Cela a eu pour conséquence la création de nouvelles rizières en fonds de vallée (dont les terres appartenaient essentiellement auparavant aux gros propriétaires) et les zones boisées sont transférées au village et entretenues par les anciens domestiques contre salaire et riz. De même, les animaux (buffles, zébus) et le matériel agricole des anciens propriétaires saisis sont redistribués aux anciens salariés agricoles.

Le sort de la population s’améliore et les paysans ne paient qu’un impôt correspondant à 3% de la récolte. Et surtout dans la région de Danian, cela permet aux minorités comme les Miao et Dong de s’approprier des terres détenues principalement avant 1952 par les Hans.

Vers la collectivisation

Les coopératives « semi-socialistes » dès 1955 sont introduites par le PC. Ce sont des structures collectives, une par village, comprenant des équipes de travail (en général 25 à 50 personnes). La propriété privée n’existe plus, les terres agricoles appartiennent alors aux coopératives.

Toutefois, les paysans conservent à titre conservatoire les animaux, jardins et outils.

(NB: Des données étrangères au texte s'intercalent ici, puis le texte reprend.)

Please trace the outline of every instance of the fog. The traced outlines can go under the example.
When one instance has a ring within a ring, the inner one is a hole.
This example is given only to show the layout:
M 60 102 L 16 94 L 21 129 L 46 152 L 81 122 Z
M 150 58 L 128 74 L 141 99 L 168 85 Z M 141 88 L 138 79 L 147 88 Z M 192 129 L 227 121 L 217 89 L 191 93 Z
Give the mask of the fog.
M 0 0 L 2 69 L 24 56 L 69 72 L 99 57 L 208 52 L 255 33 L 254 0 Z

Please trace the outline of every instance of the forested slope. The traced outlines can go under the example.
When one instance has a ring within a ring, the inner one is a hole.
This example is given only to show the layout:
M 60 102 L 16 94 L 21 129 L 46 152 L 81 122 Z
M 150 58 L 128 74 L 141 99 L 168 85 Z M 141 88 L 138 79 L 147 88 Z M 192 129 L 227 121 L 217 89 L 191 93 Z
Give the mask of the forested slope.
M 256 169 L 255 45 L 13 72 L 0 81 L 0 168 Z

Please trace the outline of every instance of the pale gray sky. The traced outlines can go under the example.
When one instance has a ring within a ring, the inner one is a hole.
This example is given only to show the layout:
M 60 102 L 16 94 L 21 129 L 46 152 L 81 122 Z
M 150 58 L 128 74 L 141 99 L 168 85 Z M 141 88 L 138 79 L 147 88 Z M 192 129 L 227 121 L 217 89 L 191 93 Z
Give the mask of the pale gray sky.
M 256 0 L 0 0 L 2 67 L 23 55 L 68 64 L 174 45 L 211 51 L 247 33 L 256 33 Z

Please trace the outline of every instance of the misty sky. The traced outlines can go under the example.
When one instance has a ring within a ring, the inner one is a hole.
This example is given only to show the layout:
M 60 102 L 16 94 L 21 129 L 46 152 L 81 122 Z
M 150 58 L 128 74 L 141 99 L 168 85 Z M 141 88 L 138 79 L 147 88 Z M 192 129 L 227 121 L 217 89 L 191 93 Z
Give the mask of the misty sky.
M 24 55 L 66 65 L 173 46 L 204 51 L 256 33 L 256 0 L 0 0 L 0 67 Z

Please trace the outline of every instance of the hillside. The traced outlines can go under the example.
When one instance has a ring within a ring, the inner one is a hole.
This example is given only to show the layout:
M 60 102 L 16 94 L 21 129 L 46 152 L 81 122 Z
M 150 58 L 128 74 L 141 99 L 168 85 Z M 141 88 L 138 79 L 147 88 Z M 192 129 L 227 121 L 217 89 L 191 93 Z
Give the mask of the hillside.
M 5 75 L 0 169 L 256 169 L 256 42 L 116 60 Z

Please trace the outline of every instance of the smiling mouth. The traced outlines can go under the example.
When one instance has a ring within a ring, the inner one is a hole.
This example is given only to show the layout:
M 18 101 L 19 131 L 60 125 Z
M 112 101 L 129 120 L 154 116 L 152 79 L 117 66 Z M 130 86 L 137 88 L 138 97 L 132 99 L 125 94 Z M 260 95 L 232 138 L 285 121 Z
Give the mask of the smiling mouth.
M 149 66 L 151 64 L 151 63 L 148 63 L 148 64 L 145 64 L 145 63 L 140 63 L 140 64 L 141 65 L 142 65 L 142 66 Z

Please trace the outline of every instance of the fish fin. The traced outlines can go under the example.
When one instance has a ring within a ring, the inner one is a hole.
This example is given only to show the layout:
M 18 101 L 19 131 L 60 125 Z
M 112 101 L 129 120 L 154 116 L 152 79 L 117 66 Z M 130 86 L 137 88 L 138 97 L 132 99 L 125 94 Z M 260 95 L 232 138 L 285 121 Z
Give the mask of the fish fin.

Dans chaque équipe est nommé un « comptable » qui valide un certain nombre de points en fonction du travail effectué. Les travaux d’irrigation deviennent collectifs améliorant ainsi les conditions de culture, en particulier celle du riz glutineux.

Les communes populaires

Après 1957, Mao Zedong lance le « Grand Bond en Avant », un ensemble de réformes pour accélérer les productions industrielles et agricoles. On fusionne alors les coopératives en « Communes Populaires ». Celle de Danian est crée en 1958 : toutes les terres et les animaux deviennent propriété de la Commune Populaire.

La commune Populaire de Danian comprend 7 brigades et regroupe une vingtaine de village (environ 5000 personnes). Les équipes initiales sont transformées en groupes de travail de 100-150 personnes qui à leur tour constituent des « brigades de production ».

Chaque Commune populaire comprend un bureau constitué :

  • un chef de brigade : décide des tâches à accomplir et participe aux réunions du PC
  • un vice-chef de brigade : organise le travail des groupes de travail et répartit les tâches
  • un comptable : distribue les points de travail, rapporte les quantités récoltées
  • un responsable de la jeunesse : fixe les « normes de conduites » pour les jeunes, assure la formation politique
  • un responsable des femmes : mobilise les femmes pour les amener à participer aux décisions politiques, s’occupe de la scolarisation des enfants, organise des activités sanitaires

Le travail n’est donc plus rémunéré, les repas sont distribués gratuitement dans des cantines collectives. Les buffles et les zébus, propriétés de la Commune Populaire sont élevés par 2 personnes, et une autre prend en charge les porcs de chaque groupe de travail.

En parallèle avec la mise en place des « mini-fourneaux » pour augmenter la production d’acier, on assiste à un fort déboisement de la région ; ainsi dans le comté de Rongshui on estime que 420000 m3 de bois et 4 millions de tiges de bambous ont été abattus pendant cette période.

Les conséquences de cette organisation du travail, couplées à des variations climatiques, ne sont pas à la hauteurs des espérances. En 1958, suite à un dysfonctionnement dans la chaîne de décisions, les récoltes sont partiellement perdues entrainant une malnutrition et des décès importants dans la région de Danian (on peut le constater en s’intéressant aux dates indiquées sur les tombes des environs). La diminution des forces de travail a un impact direct sur les animaux qui disparaissent peu à peu et par ricochet sur la fertilisation des sols. Toutefois l’entraide familiale et surtout la disposition en différentes altitudes des rizières (étalant ainsi la période de travail et de récolte), encore bien vivante, permet d’éviter une catastrophe qui aurait pu être encore plus importante.

Nos articles sur le riz glutineux ont pour sources des données locales chinoises, internationales, et reposent sur une étude faite en 2009 par deux étudiants en école d’ingénieur en agronomie ayant passés plusieurs mois d’enquête sur le terrain à Danian, ainsi que nos observations personnelles dans la région du Guizhou et du Guangxi.